Green’s Dictionary of Slang

dollyshop n.

also dolly
[orig. a marine store, signified by the black doll hanging outside as a sign]

a low or illegal pawnshop, whose owner may also act as a receiver.

[UK]Morn. Post (London) 20 Feb. 4/5: James Williams, the keeper of what is termed a dolly-shop [...] was charged with having received stolen property.
[UK]Morn. Post (London) 15 Sept. 7/5: The grand jury beg to call attention [...] to the increasing evil of what are called ‘leaving houses’ and had occasion to condemn the ‘dolly shop’ system.
[UK]‘Ducange Anglicus’ Vulgar Tongue.
[UK](con. 1840s–50s) H. Mayhew London Labour and London Poor I 136/1: It sometimes has to be put into the dolly again the next morning, and then there’s 2d. to pay for it for the day. [Ibid.] II 110/2: The dolly-shops are essentially pawn-shops, and pawn-shops for the very poorest. [Ibid.] IV 373/1: Alongside of these we see what is more strictly called dolly or leaving shops, the fertile hotbeds of crime.

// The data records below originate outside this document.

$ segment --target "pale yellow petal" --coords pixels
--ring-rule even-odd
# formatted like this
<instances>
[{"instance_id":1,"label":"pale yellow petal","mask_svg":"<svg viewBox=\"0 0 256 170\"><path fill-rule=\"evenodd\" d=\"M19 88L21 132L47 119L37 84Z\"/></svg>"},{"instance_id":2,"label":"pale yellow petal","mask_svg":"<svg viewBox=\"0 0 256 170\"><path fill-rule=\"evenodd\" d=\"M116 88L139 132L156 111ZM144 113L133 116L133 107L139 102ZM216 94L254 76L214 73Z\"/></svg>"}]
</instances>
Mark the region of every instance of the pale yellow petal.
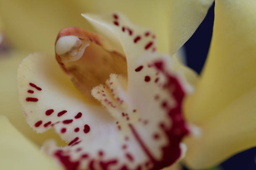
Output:
<instances>
[{"instance_id":1,"label":"pale yellow petal","mask_svg":"<svg viewBox=\"0 0 256 170\"><path fill-rule=\"evenodd\" d=\"M0 115L0 136L1 169L60 169L3 115Z\"/></svg>"},{"instance_id":2,"label":"pale yellow petal","mask_svg":"<svg viewBox=\"0 0 256 170\"><path fill-rule=\"evenodd\" d=\"M212 166L256 145L256 1L216 0L213 38L197 91L185 105L202 128L186 161Z\"/></svg>"},{"instance_id":3,"label":"pale yellow petal","mask_svg":"<svg viewBox=\"0 0 256 170\"><path fill-rule=\"evenodd\" d=\"M0 15L15 46L52 52L56 37L61 28L75 26L91 30L80 13L118 10L137 24L152 30L160 42L159 50L170 50L172 54L192 35L212 1L1 0Z\"/></svg>"},{"instance_id":4,"label":"pale yellow petal","mask_svg":"<svg viewBox=\"0 0 256 170\"><path fill-rule=\"evenodd\" d=\"M25 121L18 98L16 81L18 66L27 55L26 52L12 52L0 55L1 114L7 117L13 125L26 137L41 145L46 139L58 137L53 130L44 134L37 134ZM60 144L62 143L59 138L56 139Z\"/></svg>"},{"instance_id":5,"label":"pale yellow petal","mask_svg":"<svg viewBox=\"0 0 256 170\"><path fill-rule=\"evenodd\" d=\"M169 13L169 52L173 54L188 40L203 20L213 0L172 0Z\"/></svg>"}]
</instances>

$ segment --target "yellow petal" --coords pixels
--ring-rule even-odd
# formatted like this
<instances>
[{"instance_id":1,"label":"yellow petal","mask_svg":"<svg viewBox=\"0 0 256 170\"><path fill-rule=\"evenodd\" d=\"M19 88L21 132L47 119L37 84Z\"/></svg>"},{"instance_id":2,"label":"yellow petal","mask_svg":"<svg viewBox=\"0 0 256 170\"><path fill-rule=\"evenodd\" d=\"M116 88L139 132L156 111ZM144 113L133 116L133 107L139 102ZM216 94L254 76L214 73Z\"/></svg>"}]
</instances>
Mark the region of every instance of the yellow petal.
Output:
<instances>
[{"instance_id":1,"label":"yellow petal","mask_svg":"<svg viewBox=\"0 0 256 170\"><path fill-rule=\"evenodd\" d=\"M187 140L186 161L211 166L256 142L256 2L215 1L213 38L188 119L202 136Z\"/></svg>"},{"instance_id":2,"label":"yellow petal","mask_svg":"<svg viewBox=\"0 0 256 170\"><path fill-rule=\"evenodd\" d=\"M53 52L52 45L61 28L75 26L90 30L80 13L118 10L135 23L152 30L160 42L159 51L167 52L170 49L172 54L192 35L212 1L1 0L0 15L8 37L15 46Z\"/></svg>"},{"instance_id":3,"label":"yellow petal","mask_svg":"<svg viewBox=\"0 0 256 170\"><path fill-rule=\"evenodd\" d=\"M58 138L53 130L38 134L25 122L18 98L17 71L18 65L27 55L26 52L12 52L0 55L0 108L1 114L7 117L20 132L36 143L41 145L46 139ZM59 138L56 138L60 144Z\"/></svg>"},{"instance_id":4,"label":"yellow petal","mask_svg":"<svg viewBox=\"0 0 256 170\"><path fill-rule=\"evenodd\" d=\"M3 115L0 115L0 136L1 169L60 169Z\"/></svg>"}]
</instances>

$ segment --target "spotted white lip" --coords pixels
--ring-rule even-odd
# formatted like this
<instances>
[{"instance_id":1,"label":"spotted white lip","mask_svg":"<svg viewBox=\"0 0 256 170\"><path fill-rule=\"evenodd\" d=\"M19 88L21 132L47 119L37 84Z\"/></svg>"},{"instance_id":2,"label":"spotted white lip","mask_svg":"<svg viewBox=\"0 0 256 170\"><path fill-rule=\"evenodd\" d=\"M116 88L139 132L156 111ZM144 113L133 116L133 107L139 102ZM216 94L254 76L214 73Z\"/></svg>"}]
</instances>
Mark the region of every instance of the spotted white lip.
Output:
<instances>
[{"instance_id":1,"label":"spotted white lip","mask_svg":"<svg viewBox=\"0 0 256 170\"><path fill-rule=\"evenodd\" d=\"M104 38L71 28L56 44L59 64L82 93L53 58L31 55L19 68L28 123L40 132L54 127L69 142L49 142L45 151L70 170L159 169L176 162L189 133L181 110L189 85L172 69L174 62L157 53L151 31L121 14L83 15ZM77 59L82 50L72 52L83 43ZM88 90L99 102L87 98Z\"/></svg>"}]
</instances>

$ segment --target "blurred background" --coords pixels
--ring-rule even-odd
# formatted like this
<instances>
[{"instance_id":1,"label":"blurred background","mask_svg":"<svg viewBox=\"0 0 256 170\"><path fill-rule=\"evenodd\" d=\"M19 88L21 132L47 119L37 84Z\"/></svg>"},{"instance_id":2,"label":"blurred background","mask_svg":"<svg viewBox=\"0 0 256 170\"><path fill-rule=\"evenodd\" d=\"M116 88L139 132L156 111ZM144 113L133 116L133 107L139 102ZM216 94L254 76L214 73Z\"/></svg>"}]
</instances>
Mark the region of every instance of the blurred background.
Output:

The dolly shop is often termed an unlicensed pawn-shop.
[UK]Liverpool Dly Post 24 Sept. 7/4: The blankets were at a ‘leaving’ or ‘dolly shop’.
[UK]J. Greenwood Wilds of London (1881) 8: The price they [i.e. trousers] would fetch at the ‘Dolly Shop’ after she had stolen them from him.
[UK]R. Rowe Picked Up in the Streets 125: I ain’t got nuffink to leave at the dolly-shop.
[UK]F.W. Carew Autobiog. of a Gipsey 407: With the exception of a few dolly-shops, provision-stores, and an occasional gin-palace, the commercial element was conspicuous by its absence.
[Aus]Crowe Aus. Sl. Dict. 24: Dolly Shop, an illegal pawn shop.
[Aus]Argus (Melbourne) 20 Sept. 6/4: A receiver of stolen property [is] a father, and his place of business, a dolly shop.
[UK]Kipling ‘The Janeites’ in Debits and Credits (1926) 157: He put it about that our B.S.M. had run a dope an’ dolly-shop with a Chinese woman.
[UK]F. Jennings Tramping with Tramps 212: A Dolly Shop – A receiver’s parlour.